In ogni caso, ecco, senza fare i nomi, alcuni dei commenti arrivati.
“Se anzianità è sinonimo di accuratezza di racconto e costruzione dei personaggi, beh viva Matusalemme. Se modernità è far parlare ieri con la lingua dell’oggi, be’ fate i film nelle periferie degli anni Duemila. E soprattutto se fate ‘gialli’ non delegate la detection alla spiega finale”.
“La sto vedendo. Buona anche se alcune sbavature (nei dialoghi un po’ dell’oggi e qualche ‘cazzo’ di troppo in bocca alla protagonista) potevano essere evitate”.
“De Angelis e Scarpetta convincenti, un po’ ridicolo che nessuno, neanche la lavandaia, parli con accento piemontese. Non ti pare?”.
“Un accenno al suo essere valdese lo avrei fatto, per molti sarebbe stata una curiosità da approfondire. È anche molto probabile che Poët avesse una gran consapevolezza di sé (per chi conosce la sua biografia) anche per la sua provenienza religiosa”.
“Mah! Forse i giovani potrebbero capire che tra ieri e l’oggi non c’è un filo continuo senza cambiamenti. D’altronde la storia non avrebbe senso se non ci fosse un abisso sui diritti delle donne e dei lavoratori tra allora e oggi. Comunque la serie è piacevole”.
“Mi sembra l’ennesima serie di ispettori, commissari, pretori e brigadieri al genere femminile. Per certi versi mi ricorda il commissario Ricciardi (forse perché in costume? boh). Si vede la zampata di Matteo Rovere e colonna sonora stre-pi-to-sa!”.
“Peccato per i dialoghi, totalmente sbagliati (a proposito, una donna degli anni ottanta dell’Ottocento non avrebbe mai imprecato dicendo ‘cazzo’). Possibile che non si riesca a utilizzare un italiano meno contemporaneo e adatto e credibile?”.
“Tralasciando alcune incongruenze narrative e il fatto che Torino sembri appena scartata dal cellophane per quanto è pulita, colpisce un linguaggio non consono all’ambientazione: i personaggi sono alquanto sboccati e si danno quasi tutti del tu”.
Mi fermo qui, ma potrei continuare.
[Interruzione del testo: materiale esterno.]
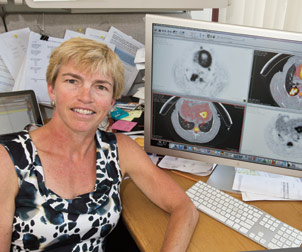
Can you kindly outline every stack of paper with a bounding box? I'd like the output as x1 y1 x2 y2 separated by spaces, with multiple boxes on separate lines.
158 156 214 176
233 168 302 201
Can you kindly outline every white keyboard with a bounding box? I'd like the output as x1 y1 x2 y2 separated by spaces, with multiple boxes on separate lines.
186 181 302 249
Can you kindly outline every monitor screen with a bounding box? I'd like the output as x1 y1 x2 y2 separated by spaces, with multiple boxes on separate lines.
0 90 43 135
145 15 302 177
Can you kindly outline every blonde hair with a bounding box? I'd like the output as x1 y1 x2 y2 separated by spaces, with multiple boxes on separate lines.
46 38 124 99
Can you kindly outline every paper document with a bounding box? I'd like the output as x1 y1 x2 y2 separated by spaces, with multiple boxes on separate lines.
85 28 108 41
105 26 144 95
158 156 214 176
18 32 64 104
0 56 15 92
233 168 302 200
0 28 30 80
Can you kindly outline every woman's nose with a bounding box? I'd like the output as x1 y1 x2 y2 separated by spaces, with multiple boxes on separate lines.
78 85 92 103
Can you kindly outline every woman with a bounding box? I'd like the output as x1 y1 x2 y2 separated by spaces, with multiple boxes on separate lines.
0 38 198 252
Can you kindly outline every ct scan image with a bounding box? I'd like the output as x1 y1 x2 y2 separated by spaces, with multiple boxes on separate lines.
248 51 302 110
173 46 229 97
152 94 244 152
265 113 302 160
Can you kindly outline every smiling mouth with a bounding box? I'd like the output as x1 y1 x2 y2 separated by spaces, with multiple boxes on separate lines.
71 108 95 115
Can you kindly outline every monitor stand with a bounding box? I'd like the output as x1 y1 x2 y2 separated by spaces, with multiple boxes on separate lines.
207 165 240 193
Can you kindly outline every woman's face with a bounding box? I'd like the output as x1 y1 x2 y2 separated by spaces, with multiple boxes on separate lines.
48 61 115 132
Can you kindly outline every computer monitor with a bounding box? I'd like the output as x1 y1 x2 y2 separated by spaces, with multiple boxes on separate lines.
144 15 302 184
0 90 43 135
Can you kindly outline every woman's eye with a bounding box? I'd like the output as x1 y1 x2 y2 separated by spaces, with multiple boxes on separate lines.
97 85 107 91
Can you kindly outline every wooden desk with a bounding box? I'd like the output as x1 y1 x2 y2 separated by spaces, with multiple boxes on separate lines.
121 171 302 252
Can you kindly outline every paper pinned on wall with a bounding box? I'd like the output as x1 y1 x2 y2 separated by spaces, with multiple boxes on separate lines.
0 28 30 80
105 26 144 95
0 56 15 92
18 32 64 104
85 27 108 41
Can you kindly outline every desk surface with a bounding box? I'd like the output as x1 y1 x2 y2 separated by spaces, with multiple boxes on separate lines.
121 171 302 252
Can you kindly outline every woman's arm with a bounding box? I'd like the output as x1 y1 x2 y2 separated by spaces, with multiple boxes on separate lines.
0 145 18 252
117 135 199 252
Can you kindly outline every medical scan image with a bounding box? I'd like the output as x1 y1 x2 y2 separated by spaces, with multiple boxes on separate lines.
265 114 302 160
248 51 302 110
270 56 302 110
173 46 228 97
171 98 221 143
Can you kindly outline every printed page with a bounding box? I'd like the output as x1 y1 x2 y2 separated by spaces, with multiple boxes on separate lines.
105 26 144 95
0 28 30 80
20 32 64 104
233 168 302 200
0 56 15 92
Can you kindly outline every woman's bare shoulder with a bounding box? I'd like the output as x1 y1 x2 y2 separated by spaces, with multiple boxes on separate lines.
0 145 18 194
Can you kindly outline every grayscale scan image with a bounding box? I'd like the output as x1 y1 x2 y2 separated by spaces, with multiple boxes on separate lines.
173 46 228 97
265 114 302 158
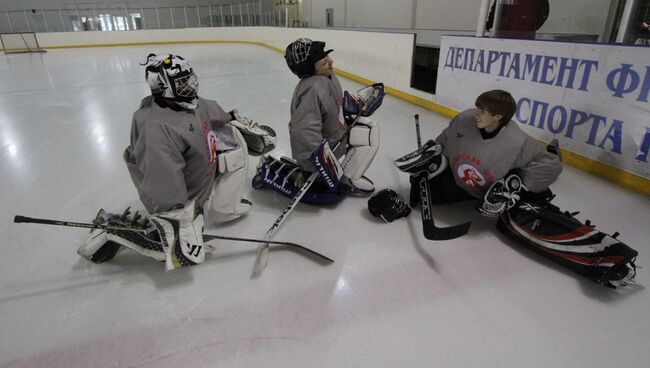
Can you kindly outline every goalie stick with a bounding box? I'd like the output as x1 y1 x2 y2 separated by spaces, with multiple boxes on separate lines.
253 83 384 277
14 215 334 263
415 114 472 240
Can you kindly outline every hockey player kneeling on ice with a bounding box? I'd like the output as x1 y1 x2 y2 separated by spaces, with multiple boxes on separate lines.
285 38 383 194
252 141 353 205
78 54 275 270
395 90 637 286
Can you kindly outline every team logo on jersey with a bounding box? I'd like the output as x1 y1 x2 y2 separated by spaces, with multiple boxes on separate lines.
456 164 485 188
206 130 219 165
336 98 345 125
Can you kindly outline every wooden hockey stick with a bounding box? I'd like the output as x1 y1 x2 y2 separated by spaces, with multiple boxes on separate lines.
415 114 472 240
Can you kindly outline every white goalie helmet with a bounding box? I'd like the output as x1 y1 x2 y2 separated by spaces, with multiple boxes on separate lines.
142 54 199 110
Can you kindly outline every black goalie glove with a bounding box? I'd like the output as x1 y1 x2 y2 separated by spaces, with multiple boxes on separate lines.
393 139 447 179
228 110 278 156
477 174 526 217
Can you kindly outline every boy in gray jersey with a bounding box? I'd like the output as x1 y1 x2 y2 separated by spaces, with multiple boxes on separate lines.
396 90 638 288
410 90 562 206
285 38 379 194
78 54 260 270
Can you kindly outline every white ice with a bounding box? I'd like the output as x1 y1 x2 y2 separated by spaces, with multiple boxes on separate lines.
0 44 650 368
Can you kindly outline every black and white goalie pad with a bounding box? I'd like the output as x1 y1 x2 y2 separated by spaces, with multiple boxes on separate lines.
478 174 526 217
228 110 278 156
77 208 165 263
368 189 411 222
497 200 638 288
393 139 447 179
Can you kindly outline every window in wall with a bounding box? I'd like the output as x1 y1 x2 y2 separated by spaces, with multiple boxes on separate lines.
131 13 142 29
411 46 440 94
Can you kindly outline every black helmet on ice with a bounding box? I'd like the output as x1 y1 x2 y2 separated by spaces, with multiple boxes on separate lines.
368 189 411 222
142 54 199 109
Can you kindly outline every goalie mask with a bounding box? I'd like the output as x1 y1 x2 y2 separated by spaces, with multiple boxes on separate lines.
284 38 334 79
142 54 199 110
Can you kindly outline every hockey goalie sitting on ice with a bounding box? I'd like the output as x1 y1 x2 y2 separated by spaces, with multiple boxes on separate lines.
253 38 384 204
77 54 276 270
395 90 637 287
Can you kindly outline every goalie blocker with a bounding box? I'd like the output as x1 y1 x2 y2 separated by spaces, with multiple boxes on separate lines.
497 198 638 288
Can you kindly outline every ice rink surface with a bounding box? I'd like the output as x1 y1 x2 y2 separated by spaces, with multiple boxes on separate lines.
0 44 650 368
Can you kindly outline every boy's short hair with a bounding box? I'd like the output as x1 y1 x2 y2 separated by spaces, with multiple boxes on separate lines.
474 89 517 126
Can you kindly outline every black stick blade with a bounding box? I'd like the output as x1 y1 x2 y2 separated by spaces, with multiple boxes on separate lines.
423 221 472 240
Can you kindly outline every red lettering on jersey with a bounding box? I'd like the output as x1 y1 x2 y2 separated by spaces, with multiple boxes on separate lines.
206 131 219 165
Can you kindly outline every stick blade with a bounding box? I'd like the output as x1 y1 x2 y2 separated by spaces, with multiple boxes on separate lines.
253 243 269 277
424 221 472 240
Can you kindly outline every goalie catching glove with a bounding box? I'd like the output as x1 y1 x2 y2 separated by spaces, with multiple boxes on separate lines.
77 208 165 263
151 200 205 271
77 200 206 270
477 174 526 217
228 110 278 156
343 83 386 117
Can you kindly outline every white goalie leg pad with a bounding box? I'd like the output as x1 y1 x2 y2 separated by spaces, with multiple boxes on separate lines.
151 199 205 271
203 127 252 224
341 117 379 191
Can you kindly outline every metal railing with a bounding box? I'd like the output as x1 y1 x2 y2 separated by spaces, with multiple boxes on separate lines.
0 2 287 33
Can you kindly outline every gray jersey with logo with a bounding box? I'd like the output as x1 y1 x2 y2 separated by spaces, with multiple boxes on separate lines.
124 96 232 213
289 75 347 171
436 109 562 198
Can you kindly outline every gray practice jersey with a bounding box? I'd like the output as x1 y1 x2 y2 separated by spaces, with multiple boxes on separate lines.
436 109 562 198
289 75 347 171
124 96 232 213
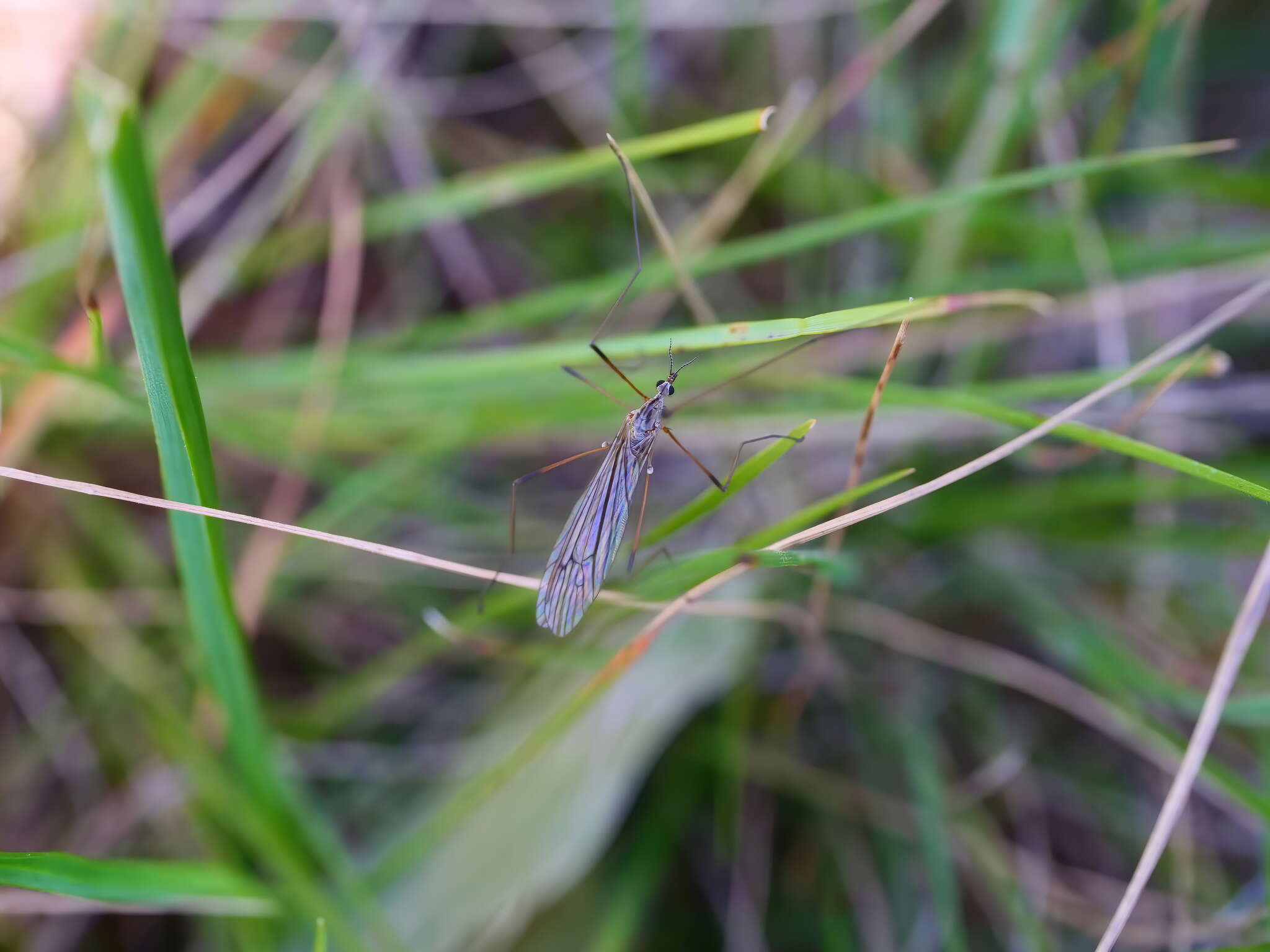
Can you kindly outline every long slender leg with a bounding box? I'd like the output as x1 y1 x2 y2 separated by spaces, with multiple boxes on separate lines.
674 299 930 413
589 136 647 400
662 424 802 493
480 443 608 607
674 332 817 413
626 451 653 573
560 367 631 410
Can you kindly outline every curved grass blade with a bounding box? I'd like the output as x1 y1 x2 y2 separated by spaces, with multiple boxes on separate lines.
418 139 1235 338
629 469 913 601
0 853 277 915
79 65 302 848
797 379 1270 503
642 420 815 549
203 289 1053 391
241 108 766 281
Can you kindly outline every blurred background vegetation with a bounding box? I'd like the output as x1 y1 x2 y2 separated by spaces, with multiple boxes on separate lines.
0 0 1270 952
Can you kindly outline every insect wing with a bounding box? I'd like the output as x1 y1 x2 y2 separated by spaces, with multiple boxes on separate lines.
537 424 653 635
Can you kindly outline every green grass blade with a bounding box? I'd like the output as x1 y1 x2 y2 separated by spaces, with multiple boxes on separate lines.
422 141 1231 337
641 420 815 546
221 289 1050 390
242 109 763 280
79 71 293 837
631 469 913 599
0 853 274 915
799 379 1270 503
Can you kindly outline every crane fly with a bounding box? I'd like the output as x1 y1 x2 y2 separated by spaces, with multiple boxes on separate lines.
537 350 696 635
489 136 802 635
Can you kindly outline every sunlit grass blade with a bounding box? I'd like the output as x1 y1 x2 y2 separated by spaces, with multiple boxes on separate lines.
0 853 275 915
642 420 815 546
799 379 1270 501
419 139 1233 337
242 109 765 280
79 71 300 842
630 469 913 601
218 289 1053 390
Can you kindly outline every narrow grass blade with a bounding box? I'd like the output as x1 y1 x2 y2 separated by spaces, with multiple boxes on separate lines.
800 381 1270 503
79 71 295 837
242 109 766 280
630 469 913 601
642 420 815 547
423 139 1233 334
0 853 275 915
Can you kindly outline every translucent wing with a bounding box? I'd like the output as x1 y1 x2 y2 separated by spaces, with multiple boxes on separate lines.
537 423 653 635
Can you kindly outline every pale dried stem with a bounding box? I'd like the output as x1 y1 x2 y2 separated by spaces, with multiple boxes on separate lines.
1097 545 1270 952
608 136 719 324
808 319 908 619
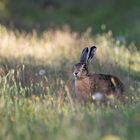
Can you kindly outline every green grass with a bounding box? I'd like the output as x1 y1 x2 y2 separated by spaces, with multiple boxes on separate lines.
0 26 140 140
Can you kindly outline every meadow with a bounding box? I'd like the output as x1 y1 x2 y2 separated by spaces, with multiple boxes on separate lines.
0 25 140 140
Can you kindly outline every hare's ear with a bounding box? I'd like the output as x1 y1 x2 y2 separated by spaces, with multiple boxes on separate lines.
87 46 96 62
80 48 88 63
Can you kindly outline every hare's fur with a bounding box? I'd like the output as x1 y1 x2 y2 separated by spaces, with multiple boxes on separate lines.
73 47 123 102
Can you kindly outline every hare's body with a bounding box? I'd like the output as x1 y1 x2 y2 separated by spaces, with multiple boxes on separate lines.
73 47 123 102
75 74 123 102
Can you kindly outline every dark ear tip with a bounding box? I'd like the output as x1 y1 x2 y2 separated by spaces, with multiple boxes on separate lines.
91 46 96 49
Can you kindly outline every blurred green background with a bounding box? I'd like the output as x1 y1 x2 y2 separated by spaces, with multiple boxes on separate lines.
0 0 140 48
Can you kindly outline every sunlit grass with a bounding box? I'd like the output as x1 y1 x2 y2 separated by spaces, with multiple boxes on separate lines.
0 26 140 140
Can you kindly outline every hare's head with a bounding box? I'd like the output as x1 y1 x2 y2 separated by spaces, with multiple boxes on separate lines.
73 46 96 78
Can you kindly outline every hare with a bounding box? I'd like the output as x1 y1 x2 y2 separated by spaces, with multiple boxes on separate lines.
73 46 124 103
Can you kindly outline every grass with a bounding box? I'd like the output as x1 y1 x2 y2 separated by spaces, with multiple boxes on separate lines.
0 26 140 140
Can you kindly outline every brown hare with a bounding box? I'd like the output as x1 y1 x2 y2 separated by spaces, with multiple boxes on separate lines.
73 46 123 103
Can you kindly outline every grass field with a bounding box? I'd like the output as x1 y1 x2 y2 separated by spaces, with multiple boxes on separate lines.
0 26 140 140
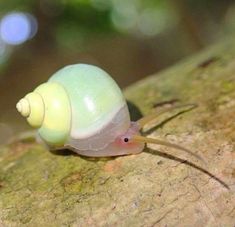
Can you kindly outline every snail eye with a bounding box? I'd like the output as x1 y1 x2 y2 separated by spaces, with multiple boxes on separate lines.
124 138 129 143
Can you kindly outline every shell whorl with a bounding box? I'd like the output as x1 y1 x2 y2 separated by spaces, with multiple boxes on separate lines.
16 92 45 128
16 82 71 146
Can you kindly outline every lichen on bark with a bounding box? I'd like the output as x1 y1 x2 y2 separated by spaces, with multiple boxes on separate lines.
0 40 235 226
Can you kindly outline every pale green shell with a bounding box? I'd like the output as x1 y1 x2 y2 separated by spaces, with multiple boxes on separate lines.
49 64 126 139
17 64 130 150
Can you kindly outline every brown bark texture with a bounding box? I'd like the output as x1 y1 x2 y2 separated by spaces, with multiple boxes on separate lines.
0 39 235 227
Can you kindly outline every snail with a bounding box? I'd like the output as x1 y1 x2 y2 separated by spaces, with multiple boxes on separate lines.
16 64 200 160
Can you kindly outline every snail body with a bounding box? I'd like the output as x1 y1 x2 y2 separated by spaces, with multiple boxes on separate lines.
16 64 144 156
16 64 199 158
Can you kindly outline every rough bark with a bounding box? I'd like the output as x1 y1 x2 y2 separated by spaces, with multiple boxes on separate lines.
0 37 235 226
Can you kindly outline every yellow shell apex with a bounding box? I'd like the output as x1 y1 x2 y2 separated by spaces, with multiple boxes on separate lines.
16 82 71 146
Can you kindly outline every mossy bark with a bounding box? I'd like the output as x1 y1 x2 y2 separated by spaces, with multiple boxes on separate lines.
0 37 235 226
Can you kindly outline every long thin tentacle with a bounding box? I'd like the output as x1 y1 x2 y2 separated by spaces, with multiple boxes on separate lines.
131 135 205 163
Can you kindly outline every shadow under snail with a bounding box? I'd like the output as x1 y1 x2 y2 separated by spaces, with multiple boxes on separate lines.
16 64 198 158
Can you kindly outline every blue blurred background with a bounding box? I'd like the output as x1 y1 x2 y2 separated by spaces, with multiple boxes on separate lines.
0 0 235 143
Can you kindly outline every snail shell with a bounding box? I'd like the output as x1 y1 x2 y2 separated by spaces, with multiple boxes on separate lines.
16 64 130 153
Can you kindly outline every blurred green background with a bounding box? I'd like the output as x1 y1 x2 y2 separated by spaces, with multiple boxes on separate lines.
0 0 235 143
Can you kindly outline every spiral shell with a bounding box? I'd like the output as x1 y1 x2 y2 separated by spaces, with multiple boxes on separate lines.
16 64 130 153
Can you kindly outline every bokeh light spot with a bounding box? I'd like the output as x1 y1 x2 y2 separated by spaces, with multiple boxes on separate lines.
0 12 37 45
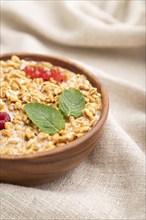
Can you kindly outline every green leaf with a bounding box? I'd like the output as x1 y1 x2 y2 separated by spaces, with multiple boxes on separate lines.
59 88 85 118
24 103 65 135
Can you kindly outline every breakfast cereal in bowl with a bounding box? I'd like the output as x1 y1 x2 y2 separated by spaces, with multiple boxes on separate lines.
0 55 102 155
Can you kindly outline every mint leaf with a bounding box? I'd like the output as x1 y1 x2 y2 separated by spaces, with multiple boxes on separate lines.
24 103 65 135
59 89 85 118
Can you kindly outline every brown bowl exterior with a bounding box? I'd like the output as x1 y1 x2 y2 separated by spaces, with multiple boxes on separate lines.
0 53 109 185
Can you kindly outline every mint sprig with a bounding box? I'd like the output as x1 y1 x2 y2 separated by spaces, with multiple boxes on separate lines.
59 88 85 118
24 103 65 135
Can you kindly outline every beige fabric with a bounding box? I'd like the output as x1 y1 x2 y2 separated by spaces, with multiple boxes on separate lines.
0 0 145 220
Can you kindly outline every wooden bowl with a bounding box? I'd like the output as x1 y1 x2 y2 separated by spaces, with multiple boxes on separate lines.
0 53 109 185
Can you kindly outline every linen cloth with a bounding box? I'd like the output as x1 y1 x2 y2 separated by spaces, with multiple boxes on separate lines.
0 0 145 220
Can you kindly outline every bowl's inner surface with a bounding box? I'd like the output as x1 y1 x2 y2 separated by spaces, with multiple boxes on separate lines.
0 54 108 157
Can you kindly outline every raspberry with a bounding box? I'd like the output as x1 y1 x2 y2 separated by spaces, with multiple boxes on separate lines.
42 71 53 81
0 112 11 130
50 66 67 82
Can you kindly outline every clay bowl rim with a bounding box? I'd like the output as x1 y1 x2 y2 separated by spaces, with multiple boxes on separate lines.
0 53 109 160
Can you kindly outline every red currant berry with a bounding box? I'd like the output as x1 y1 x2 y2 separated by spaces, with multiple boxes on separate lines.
0 112 11 130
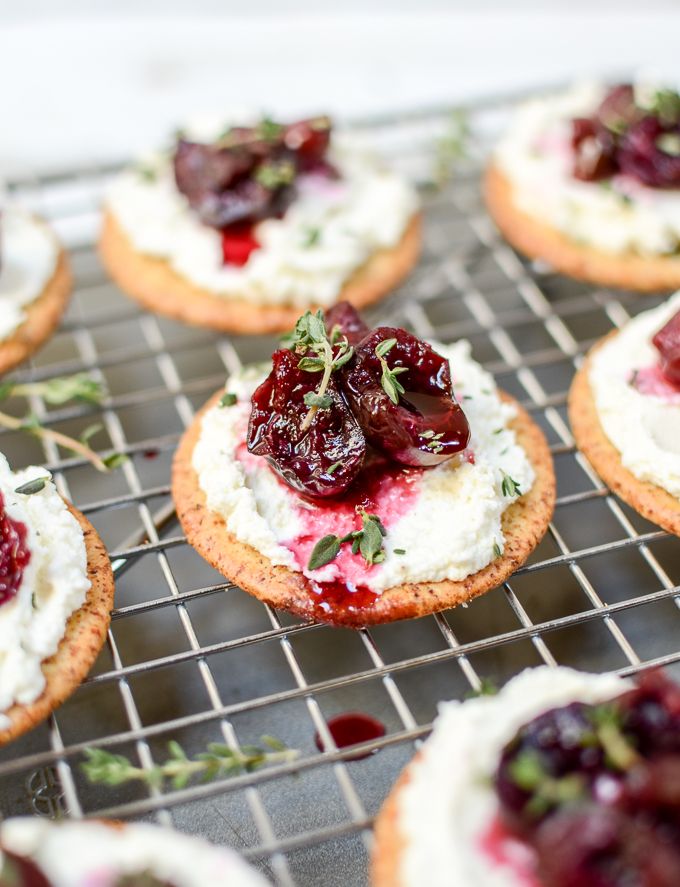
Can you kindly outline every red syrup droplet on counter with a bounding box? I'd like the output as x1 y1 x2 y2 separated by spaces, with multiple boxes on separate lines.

Per dire, l’amico regista e sceneggiatore Francesco Bruni, reduce da una bella serie per Netflix da lui diretta, “Tutto chiede salvezza”, ha scritto ironicamente sulla sua pagina Facebook, ma forse alludendo ad altro: “Aspettiamo impazienti la serie su Cristoforo Colombo in cui sulle caravelle si ascolta il rock”.
Ripeto: ogni parere su “La legge di Lidia Poët” è naturalmente lecito, nessuno ha l’esclusiva del gusto, ma in ultima istanza, una volta considerata l’oggettiva qualità professionale della miniserie prodotta da Grøenlandia, resta un unico parametro valido, secondo me: dopo una puntata ho avuto voglia di vedere le altre cinque o no?